Für Jan Peters, ebenfalls von der Universität Köln und Mitautor der Studie, ist die gemeinsame Analyse dieser drei Faktoren das Besondere an der Untersuchung: «Wir haben sowohl hormonelle Veränderungen als auch den Einfluss auf das Verhalten und Effekte auf das Gehirn erhoben», erklärt er im Gespräch mit dpa.

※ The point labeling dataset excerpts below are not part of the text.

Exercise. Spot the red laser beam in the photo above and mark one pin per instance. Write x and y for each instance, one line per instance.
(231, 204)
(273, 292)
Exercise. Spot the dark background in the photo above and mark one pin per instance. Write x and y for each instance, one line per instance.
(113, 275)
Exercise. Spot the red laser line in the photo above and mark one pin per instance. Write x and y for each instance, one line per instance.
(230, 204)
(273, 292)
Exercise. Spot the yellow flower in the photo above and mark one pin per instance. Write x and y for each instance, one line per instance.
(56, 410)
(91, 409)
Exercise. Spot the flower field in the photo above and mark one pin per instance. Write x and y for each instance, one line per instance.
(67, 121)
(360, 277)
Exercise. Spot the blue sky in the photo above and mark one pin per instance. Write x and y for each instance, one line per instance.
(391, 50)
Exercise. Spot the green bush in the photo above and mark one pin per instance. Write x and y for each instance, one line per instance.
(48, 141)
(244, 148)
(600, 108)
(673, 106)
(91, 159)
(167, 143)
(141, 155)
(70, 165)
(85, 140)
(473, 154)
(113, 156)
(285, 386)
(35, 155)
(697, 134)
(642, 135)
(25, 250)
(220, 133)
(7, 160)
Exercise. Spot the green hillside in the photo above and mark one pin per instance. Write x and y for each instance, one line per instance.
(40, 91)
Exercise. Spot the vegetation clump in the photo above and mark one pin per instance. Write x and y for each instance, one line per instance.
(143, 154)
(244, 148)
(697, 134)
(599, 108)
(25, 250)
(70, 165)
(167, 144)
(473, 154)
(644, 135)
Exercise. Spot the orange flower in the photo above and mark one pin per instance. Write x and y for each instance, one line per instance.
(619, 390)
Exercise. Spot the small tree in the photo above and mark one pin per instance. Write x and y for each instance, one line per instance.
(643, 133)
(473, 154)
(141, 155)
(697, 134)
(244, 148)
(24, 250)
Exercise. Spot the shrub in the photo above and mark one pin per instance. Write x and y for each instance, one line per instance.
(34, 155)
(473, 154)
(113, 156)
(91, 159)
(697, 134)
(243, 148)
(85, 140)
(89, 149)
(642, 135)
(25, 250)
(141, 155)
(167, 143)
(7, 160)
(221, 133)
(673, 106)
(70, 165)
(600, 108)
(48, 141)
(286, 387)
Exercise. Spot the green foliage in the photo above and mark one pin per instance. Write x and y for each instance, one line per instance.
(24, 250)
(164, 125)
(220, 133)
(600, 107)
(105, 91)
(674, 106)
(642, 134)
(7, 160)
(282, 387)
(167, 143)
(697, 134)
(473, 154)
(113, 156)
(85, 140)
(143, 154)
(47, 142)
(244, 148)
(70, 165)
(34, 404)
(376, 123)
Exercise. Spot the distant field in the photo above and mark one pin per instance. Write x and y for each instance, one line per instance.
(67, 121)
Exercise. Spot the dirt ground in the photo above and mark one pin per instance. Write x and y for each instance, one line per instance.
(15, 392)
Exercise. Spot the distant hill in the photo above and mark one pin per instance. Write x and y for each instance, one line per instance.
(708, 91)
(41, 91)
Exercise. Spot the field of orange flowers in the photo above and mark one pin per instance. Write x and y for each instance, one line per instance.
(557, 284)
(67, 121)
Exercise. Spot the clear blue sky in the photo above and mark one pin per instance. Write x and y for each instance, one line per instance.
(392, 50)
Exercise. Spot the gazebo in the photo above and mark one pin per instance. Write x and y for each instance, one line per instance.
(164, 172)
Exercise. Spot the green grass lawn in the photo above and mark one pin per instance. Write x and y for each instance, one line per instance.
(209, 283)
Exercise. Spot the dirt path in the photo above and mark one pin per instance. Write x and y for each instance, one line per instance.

Dabei stellten die Forscher fest, dass Schlafverlust den subjektiven Wert von Nahrungsmitteln im Vergleich zu Nicht-Nahrungsmitteln erhöht. Obwohl das Hungergefühl in beiden Versuchsgruppen gleich sein sollte, da die Teilnehmer sowohl in der schlaflosen als auch der geruhsamen Nacht die gleiche Zeit ohne Nahrung auskamen, zeigte sich doch ein deutlicher Unterschied: Mit Schlafentzug waren die Probanden gewillter, mehr Geld für Snacks als für Nicht-Nahrungsmittel auszugeben.

«Diesen Effekt konnte man aufgrund der bisherigen Studienlage erwarten», fasst Neurowissenschaftler Peters zusammen. Allerdings seien eben nicht Hormone dafür verantwortlich, wie die Blutanalysen zeigten. Vielmehr zeigten die MRT-Aufnahmen verstärkte Aktivitäten in zwei Gehirnbereich: in der Amygdala, die sich in den Temporallappen des Gehirns befindet und zum limbischen System gehört, sowie im Hypothalamus, der im Zwischenhirn liegt.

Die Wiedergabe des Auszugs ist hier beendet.